Amelia Ray never knew her father’s father because he was murdered after his son failed to address a white man as “sir” in Alabama, 1962. As Amelia Ray watched the BLM movement resurge, she was struck with emotion. “I was going crazy, wanting to yell, cry, hit something, run through the streets, stay locked indoors and sleep all at the same time,” she described. After all those decades, it seemed like nothing had changed. Emboldened by this disillusionment, Ray teamed up with longtime collaborator Jake Wood to produce one of the most chilling and moving pieces of the year: a history of civil rights, told through the voice of a white overseer.

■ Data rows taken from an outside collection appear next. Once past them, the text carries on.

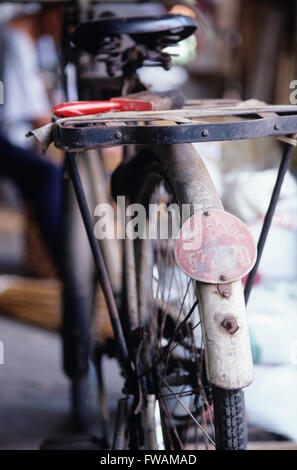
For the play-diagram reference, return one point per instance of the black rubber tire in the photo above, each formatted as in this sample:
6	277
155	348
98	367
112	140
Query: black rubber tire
230	421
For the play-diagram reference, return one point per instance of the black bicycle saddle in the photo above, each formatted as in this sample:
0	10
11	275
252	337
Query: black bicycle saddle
146	30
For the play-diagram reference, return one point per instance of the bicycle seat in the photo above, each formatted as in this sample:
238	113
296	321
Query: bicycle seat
146	30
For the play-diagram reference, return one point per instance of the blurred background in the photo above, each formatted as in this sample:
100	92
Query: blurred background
244	49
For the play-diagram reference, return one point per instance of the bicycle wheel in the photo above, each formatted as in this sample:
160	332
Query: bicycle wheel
182	410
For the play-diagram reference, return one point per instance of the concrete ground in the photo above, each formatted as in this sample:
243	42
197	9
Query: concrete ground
34	393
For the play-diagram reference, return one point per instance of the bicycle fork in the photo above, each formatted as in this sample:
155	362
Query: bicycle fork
225	332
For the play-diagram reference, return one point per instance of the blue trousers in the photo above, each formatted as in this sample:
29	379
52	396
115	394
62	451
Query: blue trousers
40	182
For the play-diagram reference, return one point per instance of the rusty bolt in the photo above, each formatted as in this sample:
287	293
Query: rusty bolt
230	323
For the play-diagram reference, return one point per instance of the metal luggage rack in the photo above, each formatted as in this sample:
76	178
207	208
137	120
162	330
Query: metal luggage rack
198	121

“Hambone Says” spans less than 3 minutes in length, but it is cavernous in its scope and effect. Ray begins with the bubbling weariness of a chain gang chant, contrasted soberly by her lyrics: “Dis Red Shift / Don’t eat dirt / Do good work / My Lord / Dis here gun / Hunt bluegum / Coon get some / My Lord.” To hear Ray invoke the perspective of a white supremacist group heralding their “Lord’s work” over a traditional African American drawl is unnerving but deeply poignant; perhaps it should be unsurprising to have yet another example of white exploitation of Black suffering, she reminds us.

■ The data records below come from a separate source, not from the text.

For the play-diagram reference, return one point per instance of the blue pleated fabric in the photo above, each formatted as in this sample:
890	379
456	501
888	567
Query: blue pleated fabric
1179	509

As the song unfurls Ray continues to channel this striking theme, framing the words brimming with the violence of white supremacy through traditionally Black musical genres. “The Good Book says we are the chosen race / If it weren’t so, we wouldn’t have his face,” Ray sings over a smiling gospel tune. In a rap verse she flips the script to a more current cry: “Yo, I can’t be a racist if I can’t see color … Squabblin’ bout statues and pancake batter / ‘Knock, knock’ ‘Who’s there?’ / All lives matter.” Ray deftly navigates African American history both through genre and contemporary headlines, connecting 1920s massacres and 1960s white supremacist manifestos to the murder of Breonna Taylor and debate over the place of Confederate monuments in America. Ray traverses these eras with levelheaded ease, an effect amplified by a vocal delivery underscored by suffering and simmering with rage.

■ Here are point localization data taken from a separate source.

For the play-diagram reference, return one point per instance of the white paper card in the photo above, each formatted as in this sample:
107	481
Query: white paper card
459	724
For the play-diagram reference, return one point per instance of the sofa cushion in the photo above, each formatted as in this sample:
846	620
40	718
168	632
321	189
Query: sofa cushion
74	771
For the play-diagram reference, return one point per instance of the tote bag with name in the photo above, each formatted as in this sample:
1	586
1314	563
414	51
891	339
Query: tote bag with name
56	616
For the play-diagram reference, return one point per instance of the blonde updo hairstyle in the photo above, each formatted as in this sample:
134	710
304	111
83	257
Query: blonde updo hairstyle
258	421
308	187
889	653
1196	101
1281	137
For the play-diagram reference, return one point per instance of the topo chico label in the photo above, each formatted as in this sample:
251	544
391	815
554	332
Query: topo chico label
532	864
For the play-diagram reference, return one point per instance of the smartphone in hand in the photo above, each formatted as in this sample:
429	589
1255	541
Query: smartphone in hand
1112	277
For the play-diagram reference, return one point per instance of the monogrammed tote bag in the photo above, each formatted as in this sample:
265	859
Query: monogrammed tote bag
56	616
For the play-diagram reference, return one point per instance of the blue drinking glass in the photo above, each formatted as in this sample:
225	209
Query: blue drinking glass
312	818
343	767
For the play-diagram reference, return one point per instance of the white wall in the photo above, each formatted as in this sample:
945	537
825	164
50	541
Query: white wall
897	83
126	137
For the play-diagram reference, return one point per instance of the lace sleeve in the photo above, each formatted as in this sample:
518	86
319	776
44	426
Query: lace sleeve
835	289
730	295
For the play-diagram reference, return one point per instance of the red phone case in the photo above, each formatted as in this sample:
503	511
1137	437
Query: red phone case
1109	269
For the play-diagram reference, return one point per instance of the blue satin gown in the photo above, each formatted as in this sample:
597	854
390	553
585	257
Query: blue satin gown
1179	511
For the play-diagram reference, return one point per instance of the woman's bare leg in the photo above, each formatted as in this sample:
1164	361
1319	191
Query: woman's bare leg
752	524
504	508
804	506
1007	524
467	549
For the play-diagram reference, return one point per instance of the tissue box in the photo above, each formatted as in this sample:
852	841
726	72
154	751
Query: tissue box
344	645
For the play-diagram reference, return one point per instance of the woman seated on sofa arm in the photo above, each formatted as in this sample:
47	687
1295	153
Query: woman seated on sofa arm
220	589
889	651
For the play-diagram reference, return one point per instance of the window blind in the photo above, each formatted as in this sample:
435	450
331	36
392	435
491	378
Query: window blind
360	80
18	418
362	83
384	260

The role-reversal in “Hambone Says” is a resonant exploration of contemporary past aesthetics of racism in America. Amelia Ray fuses the vicious rhetoric of white supremacy across a century, weaving a haunting story out of cloth cut from the rich history of African American music. It’s just a tambourine and her voice, but there’s never a moment in the song that feels small. Ray delivers an incredibly powerful and moving exclamation of indignation in “Hambone Says,” a condemnation of hatred and racism that feels at once indelibly universal and intensely personal. This song demands self-reflection; it implores us to readdress our continuous failure to secure racial justice. If I had one song to recommend a listen to so far this year, this would be it.